Preliminary analysis suggested that purse seining catches up to 250 turtles per year, long lining takes up to 3,500 per year and gillnetting takes somewhere between 11,400 and 47,500 per year. The survival chance of caught turtles is lowest in gill nets and highest in purse seine fisheries. It is necessary for countries in the Western Indian Ocean to align their fishery management actions in order to prevent future declines in these populations. Still, it is important to note that it is difficult to get accurate fisheries data in this region and there could be many inconsistencies.

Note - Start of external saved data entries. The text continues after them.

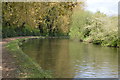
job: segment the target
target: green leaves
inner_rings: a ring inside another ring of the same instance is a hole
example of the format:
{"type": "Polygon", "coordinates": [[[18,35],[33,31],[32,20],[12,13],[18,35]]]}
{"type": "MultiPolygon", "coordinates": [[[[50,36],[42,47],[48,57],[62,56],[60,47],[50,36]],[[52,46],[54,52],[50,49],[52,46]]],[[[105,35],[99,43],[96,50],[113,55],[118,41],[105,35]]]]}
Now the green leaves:
{"type": "Polygon", "coordinates": [[[92,14],[76,8],[72,15],[70,36],[72,39],[118,47],[117,18],[117,16],[110,17],[100,12],[92,14]]]}

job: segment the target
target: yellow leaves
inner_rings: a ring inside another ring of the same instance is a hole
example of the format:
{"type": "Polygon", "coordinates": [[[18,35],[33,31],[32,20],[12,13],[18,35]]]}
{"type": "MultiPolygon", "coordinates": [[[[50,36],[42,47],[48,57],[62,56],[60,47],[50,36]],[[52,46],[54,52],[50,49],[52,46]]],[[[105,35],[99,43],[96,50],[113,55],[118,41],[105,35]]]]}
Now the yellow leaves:
{"type": "Polygon", "coordinates": [[[39,16],[40,19],[42,19],[41,15],[39,16]]]}
{"type": "Polygon", "coordinates": [[[15,24],[15,22],[13,22],[13,24],[15,24]]]}
{"type": "Polygon", "coordinates": [[[42,20],[40,20],[39,22],[42,22],[42,20]]]}
{"type": "Polygon", "coordinates": [[[12,13],[10,13],[10,16],[12,16],[13,14],[12,13]]]}
{"type": "Polygon", "coordinates": [[[38,12],[38,9],[36,9],[36,12],[38,12]]]}
{"type": "Polygon", "coordinates": [[[4,15],[7,21],[9,19],[11,25],[17,27],[21,27],[22,23],[25,22],[32,27],[42,25],[46,29],[46,26],[52,25],[53,28],[57,26],[64,29],[64,26],[69,24],[71,14],[69,7],[73,8],[72,4],[74,3],[10,3],[14,6],[11,6],[10,9],[6,6],[7,10],[4,10],[6,13],[4,15]]]}
{"type": "Polygon", "coordinates": [[[51,3],[51,5],[55,5],[56,3],[51,3]]]}
{"type": "Polygon", "coordinates": [[[36,22],[36,20],[34,20],[34,22],[36,22]]]}
{"type": "Polygon", "coordinates": [[[32,14],[34,14],[35,12],[34,11],[32,11],[32,14]]]}

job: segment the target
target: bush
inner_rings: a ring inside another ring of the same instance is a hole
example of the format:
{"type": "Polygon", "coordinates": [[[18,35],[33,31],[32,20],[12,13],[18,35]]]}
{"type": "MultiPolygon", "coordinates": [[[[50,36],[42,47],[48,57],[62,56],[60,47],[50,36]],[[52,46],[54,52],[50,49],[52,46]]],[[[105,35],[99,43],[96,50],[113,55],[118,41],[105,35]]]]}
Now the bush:
{"type": "Polygon", "coordinates": [[[16,36],[40,36],[39,29],[34,29],[31,27],[3,27],[2,37],[16,37],[16,36]]]}
{"type": "Polygon", "coordinates": [[[119,46],[117,16],[75,10],[70,28],[71,39],[92,42],[103,46],[119,46]]]}

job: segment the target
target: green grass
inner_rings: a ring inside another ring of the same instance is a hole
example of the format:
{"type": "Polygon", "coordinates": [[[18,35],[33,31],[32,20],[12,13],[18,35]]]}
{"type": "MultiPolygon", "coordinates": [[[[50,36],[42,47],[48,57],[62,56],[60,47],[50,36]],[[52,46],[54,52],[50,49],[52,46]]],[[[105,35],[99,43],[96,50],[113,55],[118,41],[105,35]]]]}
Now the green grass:
{"type": "MultiPolygon", "coordinates": [[[[43,38],[43,37],[39,37],[43,38]]],[[[6,49],[15,58],[16,65],[19,66],[18,73],[20,78],[51,78],[52,73],[43,70],[37,63],[27,56],[19,47],[22,41],[33,38],[17,39],[5,45],[6,49]]]]}

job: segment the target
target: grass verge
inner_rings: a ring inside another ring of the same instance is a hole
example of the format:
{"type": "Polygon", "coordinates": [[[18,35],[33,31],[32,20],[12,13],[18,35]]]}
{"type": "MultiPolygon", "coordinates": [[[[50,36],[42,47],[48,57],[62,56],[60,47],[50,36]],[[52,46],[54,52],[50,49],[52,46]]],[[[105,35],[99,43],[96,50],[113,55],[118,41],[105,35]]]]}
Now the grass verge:
{"type": "MultiPolygon", "coordinates": [[[[44,38],[44,37],[36,37],[44,38]]],[[[27,56],[19,47],[22,41],[27,41],[34,38],[16,39],[5,45],[6,49],[15,58],[15,63],[18,65],[19,78],[52,78],[51,72],[43,70],[36,62],[27,56]]]]}

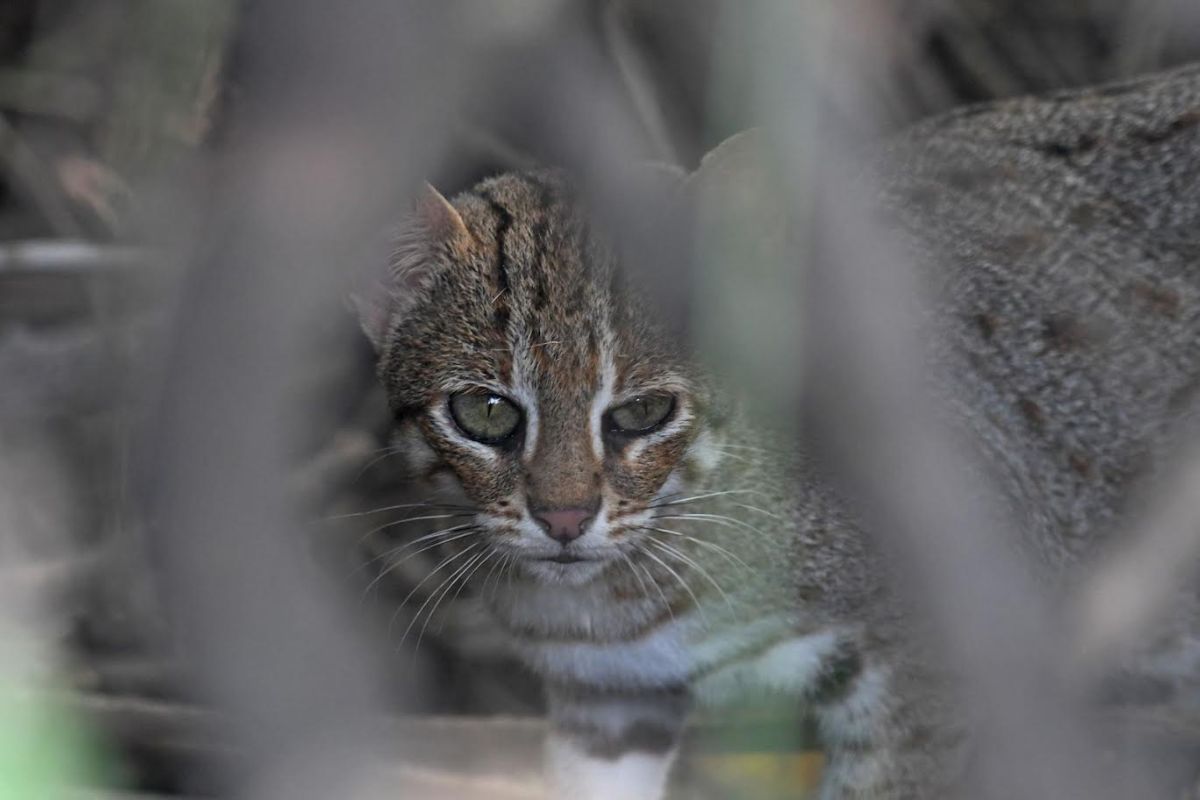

Keeping our Eyes on the Horizon

It was clear to all in attendance that the symposium is an important event to bring together a range of people from different areas in the WIO in order to exchange ideas and information. With more than 250 posters at the conference displaying a range of projects from the use of citizen science for marine turtle monitoring in Mozambique to the importance of seagrass ecosystems for Madagascar’s small-scale fisheries, participation was high and varied.

At Eyes on the Horizon we will continue our effort to aid the collection of fisheries data and push towards better conservation for our part of the Western Indian Ocean.